I starts with a brief summary of the theoretical argument and the data and measures used. Next, I explain the source of the error, reproduce the original analysis and present the corrected analyses after the data error is fixed.

Summary of Griffin et al.

The theoretical argument builds on Ted Gurr’s grievance theory to argue that the main determinant of protest is not the level of grievances itself, but the polarization of grievances. High polarization of grievances, i.e. a situation when some groups in a society are very dissatisfied, while others are very satisfied, is conducive to protest eruption because it implies feelings of relative deprivation among the dissatisfied group, who compare themselves to the satisfied groups.

The scope conditions, according to the authors, include the requirement of a democratic context, and - relatedly - peaceful anti-government protest rather than collective violence.

The measure of polarization is constructed as a sample standard deviation of responses to the question about satisfaction with democracy from various cross-national survey projects.
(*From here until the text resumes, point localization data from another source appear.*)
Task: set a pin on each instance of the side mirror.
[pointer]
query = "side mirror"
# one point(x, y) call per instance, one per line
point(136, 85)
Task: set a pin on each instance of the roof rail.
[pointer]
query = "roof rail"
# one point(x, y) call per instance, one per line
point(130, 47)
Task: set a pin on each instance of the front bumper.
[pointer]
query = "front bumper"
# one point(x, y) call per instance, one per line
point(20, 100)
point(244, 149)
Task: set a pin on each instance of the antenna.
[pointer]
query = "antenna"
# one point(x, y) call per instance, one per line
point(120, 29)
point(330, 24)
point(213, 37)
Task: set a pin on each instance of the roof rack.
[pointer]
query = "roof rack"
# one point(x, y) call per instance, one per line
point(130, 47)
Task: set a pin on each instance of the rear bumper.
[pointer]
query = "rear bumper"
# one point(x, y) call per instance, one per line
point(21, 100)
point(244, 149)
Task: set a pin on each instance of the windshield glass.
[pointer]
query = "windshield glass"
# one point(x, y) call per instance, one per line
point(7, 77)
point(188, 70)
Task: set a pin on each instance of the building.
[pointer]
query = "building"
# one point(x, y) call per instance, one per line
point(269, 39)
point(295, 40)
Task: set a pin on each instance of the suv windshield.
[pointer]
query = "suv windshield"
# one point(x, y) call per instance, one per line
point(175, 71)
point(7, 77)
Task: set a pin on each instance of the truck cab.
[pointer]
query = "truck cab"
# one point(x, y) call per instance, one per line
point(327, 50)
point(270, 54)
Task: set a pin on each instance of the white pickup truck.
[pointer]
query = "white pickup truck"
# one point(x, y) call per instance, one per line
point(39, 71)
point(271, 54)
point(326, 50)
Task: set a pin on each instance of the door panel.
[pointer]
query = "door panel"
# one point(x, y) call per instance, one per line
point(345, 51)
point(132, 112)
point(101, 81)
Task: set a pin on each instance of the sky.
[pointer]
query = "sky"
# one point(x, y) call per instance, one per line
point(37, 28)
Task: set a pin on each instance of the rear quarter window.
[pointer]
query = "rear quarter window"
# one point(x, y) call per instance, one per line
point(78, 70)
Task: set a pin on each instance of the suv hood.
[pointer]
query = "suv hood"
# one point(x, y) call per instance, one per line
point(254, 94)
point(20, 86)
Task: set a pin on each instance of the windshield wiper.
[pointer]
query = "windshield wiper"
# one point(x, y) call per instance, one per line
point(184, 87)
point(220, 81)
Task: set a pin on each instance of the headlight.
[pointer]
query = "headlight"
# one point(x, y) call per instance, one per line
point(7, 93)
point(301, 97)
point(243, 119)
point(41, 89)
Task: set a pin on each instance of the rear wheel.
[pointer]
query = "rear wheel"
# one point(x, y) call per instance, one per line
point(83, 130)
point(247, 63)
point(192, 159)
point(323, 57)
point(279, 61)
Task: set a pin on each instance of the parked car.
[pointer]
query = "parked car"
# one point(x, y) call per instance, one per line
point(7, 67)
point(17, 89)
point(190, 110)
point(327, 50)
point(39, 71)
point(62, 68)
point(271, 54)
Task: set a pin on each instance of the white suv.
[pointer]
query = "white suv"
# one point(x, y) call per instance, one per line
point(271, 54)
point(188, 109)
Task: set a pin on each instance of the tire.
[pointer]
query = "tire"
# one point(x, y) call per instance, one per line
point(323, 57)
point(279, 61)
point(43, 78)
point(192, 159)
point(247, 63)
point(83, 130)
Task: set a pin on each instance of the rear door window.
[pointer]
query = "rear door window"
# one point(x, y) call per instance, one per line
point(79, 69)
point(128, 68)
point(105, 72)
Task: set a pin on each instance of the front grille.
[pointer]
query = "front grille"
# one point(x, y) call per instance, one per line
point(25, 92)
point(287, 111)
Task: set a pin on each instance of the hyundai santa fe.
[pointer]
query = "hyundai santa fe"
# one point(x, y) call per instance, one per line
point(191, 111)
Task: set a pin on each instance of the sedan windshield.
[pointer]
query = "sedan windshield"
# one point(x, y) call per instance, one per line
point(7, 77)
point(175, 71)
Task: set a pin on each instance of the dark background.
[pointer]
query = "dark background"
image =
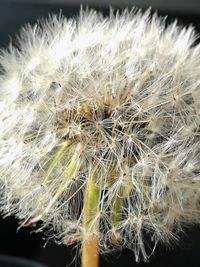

It is measured at the country-year level.

The level of protest is measured as the number of anti-government protests and strikes at the country-year level, taken from the Cross National Time Series (CNTS) dataset. It too is measured at the country-year level.

Data inspection

I should note that I have not attempted to reproduce the measure of polarization, nor have I paid much attention to how the control variables were constructed. I just focus on the protest measure, i.e. the dependent variable of the study.

The file Conflict data sample in the replication materials contains the protest data used in the article to construct the dependent variable. Here is a snippet for Poland 1981-1990. The variable protest is the one created by the authors and used in the analysis. In the article, it is described as the sum of strikes (strike) and anti-government demonstrations (demons). It is enough to eyeball the data to see that the variable ‘protest’ is not a sum of strike and demons. Rather, the variable protest looks like strike + riot.

I checked the original CTNS data downloaded following instructions on the CTNS project website. Below is the data snippet for Poland in 1981-1990. The counts of demonstrations, riots, and strikes registered in Poland 1981-1990 match the numbers in the Griffin et al. replication data file.

The error in creating the protest variable looks trivial. The authors must have added together the wrong data columns. This is an easy mistake to make if the CTNS data are imported into data analysis software with only the short variable names (domestic2, domestic3, …) and not full labels.


I start by downloading the data files from the authors’ Dataverse repository.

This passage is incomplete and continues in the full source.